Delibes y Herrera o Historia del Teatro Español

Cinco horas con Mario

Cinco horas con Mario
09/02/2020

El 26 de noviembre de 1979, Lola Herrera interpretó por primera vez el monólogo Cinco horas con Mario, del escritor vallisoletano Miguel Delibes. Y es una verdadera suerte que a día de hoy los sigamos disfrutando a los dos. Sí, porque sin Miguel y sin Lola, Cinco horas con Mario no sería no solo una de las mejores novelas contemporáneas, sino una de las mejores producciones escénicas del teatro español.

Marzo de 1966. Carmen Sotillo acaba de perder a su marido Mario de forma inesperada.

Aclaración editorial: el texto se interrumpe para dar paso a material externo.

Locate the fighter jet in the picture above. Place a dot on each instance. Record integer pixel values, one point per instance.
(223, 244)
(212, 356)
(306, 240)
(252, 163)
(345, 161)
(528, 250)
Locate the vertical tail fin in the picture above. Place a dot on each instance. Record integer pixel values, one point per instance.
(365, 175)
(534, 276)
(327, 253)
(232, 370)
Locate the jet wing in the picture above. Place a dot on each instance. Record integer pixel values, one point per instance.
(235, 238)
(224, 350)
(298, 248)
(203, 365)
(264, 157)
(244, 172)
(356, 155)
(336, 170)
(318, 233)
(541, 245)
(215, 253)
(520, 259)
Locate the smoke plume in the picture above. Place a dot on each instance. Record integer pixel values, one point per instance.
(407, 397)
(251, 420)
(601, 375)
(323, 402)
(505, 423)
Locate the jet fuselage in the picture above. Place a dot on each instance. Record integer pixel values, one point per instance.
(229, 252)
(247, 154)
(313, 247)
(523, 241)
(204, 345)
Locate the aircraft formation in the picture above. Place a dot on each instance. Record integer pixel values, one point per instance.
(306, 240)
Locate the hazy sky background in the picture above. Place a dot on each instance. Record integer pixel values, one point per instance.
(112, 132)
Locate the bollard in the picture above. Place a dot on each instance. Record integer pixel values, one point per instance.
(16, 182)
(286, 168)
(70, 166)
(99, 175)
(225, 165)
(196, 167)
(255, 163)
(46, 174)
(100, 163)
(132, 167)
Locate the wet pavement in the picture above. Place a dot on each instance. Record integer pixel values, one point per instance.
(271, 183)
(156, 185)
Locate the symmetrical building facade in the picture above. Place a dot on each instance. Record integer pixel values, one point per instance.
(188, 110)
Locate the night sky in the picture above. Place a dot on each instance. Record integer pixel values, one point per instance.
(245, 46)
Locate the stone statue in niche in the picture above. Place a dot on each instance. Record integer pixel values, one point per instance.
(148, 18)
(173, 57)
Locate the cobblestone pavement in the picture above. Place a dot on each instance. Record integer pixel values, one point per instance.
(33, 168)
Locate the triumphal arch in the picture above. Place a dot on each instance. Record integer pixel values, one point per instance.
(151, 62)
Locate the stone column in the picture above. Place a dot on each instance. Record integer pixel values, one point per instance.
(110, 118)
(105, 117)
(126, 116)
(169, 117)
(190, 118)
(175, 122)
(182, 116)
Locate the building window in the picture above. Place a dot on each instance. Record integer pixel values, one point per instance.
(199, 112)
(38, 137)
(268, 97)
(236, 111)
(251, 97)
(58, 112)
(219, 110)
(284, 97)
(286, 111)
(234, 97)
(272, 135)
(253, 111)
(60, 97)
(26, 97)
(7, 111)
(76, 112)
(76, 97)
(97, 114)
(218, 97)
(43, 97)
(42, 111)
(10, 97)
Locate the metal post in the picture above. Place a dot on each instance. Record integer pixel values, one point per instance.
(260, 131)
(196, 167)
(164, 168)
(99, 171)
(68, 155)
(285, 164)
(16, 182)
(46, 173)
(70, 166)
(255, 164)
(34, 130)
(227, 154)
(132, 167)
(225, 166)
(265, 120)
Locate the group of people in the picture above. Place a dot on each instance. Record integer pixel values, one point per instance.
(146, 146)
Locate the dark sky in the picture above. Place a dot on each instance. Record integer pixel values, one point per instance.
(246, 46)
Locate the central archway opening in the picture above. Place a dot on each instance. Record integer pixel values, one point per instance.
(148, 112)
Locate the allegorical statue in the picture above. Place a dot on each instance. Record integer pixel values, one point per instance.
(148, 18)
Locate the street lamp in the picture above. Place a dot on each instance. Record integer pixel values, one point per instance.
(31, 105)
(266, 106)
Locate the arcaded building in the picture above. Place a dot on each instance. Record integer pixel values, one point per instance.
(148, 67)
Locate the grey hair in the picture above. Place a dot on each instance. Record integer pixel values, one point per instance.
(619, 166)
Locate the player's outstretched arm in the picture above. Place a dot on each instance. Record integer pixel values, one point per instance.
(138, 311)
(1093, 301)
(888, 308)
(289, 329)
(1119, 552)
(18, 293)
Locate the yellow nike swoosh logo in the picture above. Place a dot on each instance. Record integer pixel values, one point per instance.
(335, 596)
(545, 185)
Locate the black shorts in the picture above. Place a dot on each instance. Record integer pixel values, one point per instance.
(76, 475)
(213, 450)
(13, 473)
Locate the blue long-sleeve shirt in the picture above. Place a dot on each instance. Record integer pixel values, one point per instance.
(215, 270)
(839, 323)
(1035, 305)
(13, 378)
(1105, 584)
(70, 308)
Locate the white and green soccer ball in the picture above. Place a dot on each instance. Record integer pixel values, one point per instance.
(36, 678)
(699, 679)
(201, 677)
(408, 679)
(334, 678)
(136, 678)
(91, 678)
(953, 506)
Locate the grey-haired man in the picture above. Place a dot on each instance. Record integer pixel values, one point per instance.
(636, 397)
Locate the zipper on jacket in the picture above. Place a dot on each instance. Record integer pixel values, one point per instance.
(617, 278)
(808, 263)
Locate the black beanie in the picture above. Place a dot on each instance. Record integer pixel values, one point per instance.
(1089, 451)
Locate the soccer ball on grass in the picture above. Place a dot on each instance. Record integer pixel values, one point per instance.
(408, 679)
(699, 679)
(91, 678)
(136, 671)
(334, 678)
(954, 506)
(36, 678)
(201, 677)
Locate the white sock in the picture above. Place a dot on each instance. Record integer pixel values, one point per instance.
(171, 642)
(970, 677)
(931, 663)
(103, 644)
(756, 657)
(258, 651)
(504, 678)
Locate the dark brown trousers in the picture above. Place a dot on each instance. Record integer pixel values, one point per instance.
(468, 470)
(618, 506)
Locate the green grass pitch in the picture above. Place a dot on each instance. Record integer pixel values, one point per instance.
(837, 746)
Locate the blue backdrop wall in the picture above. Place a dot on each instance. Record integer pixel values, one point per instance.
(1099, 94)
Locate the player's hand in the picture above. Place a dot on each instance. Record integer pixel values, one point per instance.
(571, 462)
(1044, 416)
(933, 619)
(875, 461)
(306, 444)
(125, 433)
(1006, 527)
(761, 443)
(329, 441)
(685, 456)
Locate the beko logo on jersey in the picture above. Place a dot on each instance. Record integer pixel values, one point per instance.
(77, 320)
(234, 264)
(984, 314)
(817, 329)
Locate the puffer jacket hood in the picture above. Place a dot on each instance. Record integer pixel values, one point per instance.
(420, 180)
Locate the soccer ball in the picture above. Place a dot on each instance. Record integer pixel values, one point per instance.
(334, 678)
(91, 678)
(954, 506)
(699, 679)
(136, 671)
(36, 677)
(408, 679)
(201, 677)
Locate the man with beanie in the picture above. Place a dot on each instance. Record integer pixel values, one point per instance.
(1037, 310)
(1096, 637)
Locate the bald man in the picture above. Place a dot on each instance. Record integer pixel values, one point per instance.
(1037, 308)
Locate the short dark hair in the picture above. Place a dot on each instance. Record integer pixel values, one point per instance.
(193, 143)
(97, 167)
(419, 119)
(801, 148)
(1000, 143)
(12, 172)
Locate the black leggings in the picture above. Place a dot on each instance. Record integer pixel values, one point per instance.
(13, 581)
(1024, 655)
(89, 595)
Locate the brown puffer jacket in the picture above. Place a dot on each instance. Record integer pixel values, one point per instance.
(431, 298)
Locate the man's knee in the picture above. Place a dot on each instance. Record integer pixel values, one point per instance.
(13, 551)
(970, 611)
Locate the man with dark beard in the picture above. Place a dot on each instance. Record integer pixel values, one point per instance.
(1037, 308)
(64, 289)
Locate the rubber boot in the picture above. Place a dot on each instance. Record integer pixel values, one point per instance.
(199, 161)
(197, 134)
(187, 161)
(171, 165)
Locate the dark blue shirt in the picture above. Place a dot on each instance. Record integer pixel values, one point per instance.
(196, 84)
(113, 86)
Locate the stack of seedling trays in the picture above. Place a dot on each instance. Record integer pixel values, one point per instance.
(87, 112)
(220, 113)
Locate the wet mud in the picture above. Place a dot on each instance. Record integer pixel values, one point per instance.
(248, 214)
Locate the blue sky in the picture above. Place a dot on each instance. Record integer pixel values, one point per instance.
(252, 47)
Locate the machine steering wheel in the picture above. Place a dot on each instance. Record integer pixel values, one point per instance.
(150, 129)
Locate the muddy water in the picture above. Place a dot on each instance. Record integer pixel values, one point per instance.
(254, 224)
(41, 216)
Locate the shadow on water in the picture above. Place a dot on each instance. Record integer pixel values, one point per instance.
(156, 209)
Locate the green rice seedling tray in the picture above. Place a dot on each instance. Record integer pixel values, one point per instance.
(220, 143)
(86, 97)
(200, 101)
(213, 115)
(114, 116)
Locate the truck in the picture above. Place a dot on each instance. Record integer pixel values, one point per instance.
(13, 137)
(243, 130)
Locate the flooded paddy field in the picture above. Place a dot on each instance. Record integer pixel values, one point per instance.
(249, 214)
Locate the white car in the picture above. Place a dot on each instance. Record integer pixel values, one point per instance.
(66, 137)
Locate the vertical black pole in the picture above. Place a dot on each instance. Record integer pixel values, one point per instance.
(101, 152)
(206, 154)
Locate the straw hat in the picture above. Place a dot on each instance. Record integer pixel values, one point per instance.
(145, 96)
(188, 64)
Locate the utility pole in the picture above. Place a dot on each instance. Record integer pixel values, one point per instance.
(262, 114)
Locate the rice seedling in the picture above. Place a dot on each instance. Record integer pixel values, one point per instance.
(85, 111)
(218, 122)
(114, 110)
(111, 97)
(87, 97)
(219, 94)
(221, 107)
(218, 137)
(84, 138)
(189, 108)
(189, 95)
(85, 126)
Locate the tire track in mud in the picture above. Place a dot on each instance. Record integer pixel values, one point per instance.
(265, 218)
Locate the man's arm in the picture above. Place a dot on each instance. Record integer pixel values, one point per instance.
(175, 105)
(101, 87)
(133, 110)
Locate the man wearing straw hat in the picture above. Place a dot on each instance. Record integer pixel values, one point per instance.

Mientras ella sola vela durante la última noche el cadáver de su marido inicia con él un monólogo-diálogo en el que descubrimos sus personalidades y los conflictos de su matrimonio.

En 1966 Delibes publica una novela sorprendente y renovadora, Cinco horas con Mario: un magnífico retrato en negativo de una sociedad que Delibes conocía a la perfección. Nos pinta los escenarios y los personajes de los años cincuenta y sesenta, que nos ayudan a comprender mejor las fuerzas e ideas que regían aquella época de la historia española en una novela de calidad artística e innovadora.

Sin técnicas objetivistas descubre nuevos modos de expresión al transitar por recursos narrativos inéditos que no recurren al testimonio documental, pero sí ofrecen una clarividente radiografía de la sociedad provinciana de los años cincuenta. No hay descripción detallada de hechos o personajes ni técnica de la cámara cinematográfica, recursos propios de la corriente de objetivismo narrativo imperante en la época. Todo es una reproducción fidedigna y acertada de toda una época a través del lenguaje de una mujer de la burguesía provinciana de la España Franquista.

Delibes buscaba un lector lúcido y sensible, del cual pudiera esperar una participación activa. En el monólogo de Carmen hallamos un perfecto y completo reflejo de los valores y creencias en que se apoyaba el sistema político del régimen franquista. La prodigiosa hazaña de Josefina Molina, a la dirección de esta propuesta escénica producida por Pentación Espectáculos, de convertir una novela con una profunda estructura dramática interna en una magnífica propuesta escénica, estriba en un respeto y realce de la palabra de Delibes trasladada, sin cambiar una coma, al código teatral en un bello ejercicio dramático de Josefina Molina y José Sámano que se hace cuerpo a través de la voz y presencia escénicas de Lola Herrera. Y entonces Lola, y solo ella, fiel lectora de todas las publicaciones que el escritor publicaba, muy en concreto en el periódico El Norte de Castilla del cual fue fundador, quien logra la eterna unión que dio vida a una de las mejores producciones teatrales españolas. Con ella, por primera vez la narrativa de Delibes se hace teatro. Lola convertida en Carmen Sotillo puso de pie a un personaje que parecía hecho a medida para la actriz. Ella no solo conocía aquella época, sino que formaba parte de esa Castilla castiza que retrata Miguel; se había criado en sus calles y había crecido rodeada e impregnada de ese pensamiento de profunda cerrazón y arraigo que han convivido durante años dentro y con la mujer castellana.

La escenografía y el vestuario austeros, sencillos van a favor del hecho escénico: la conversión del monólogo de Carmen en una denuncia de la retórica del Régimen, aplicando una continuada ironía que invierte el sentido de su discurso y se convierte en un dardo crítico de los ideales franquistas. Esa es la verdadera originalidad de la narrativa de Delibes y la genialidad de esta propuesta escénica.

Me gustaría que Lola viviese eternamente para poder interpretar a Carmen confesó Miguel Delibes.
Y aprovechando que el Pisuerga pasa por Valladolid, otra vallisoletana, esta que escribe, reconoce con orgullo que, aunque han pasado más de cuatro décadas desde su estreno, la vigencia del texto sigue perenne tanto en las palabras inconmensurables de Miguel como en la solvencia y talento escénicos de Lola, que han convertido una de las mejores novelas de la literatura española en un montaje escénico excelso e inolvidable que forma ya parte indiscutible de la Historia del Teatro Español.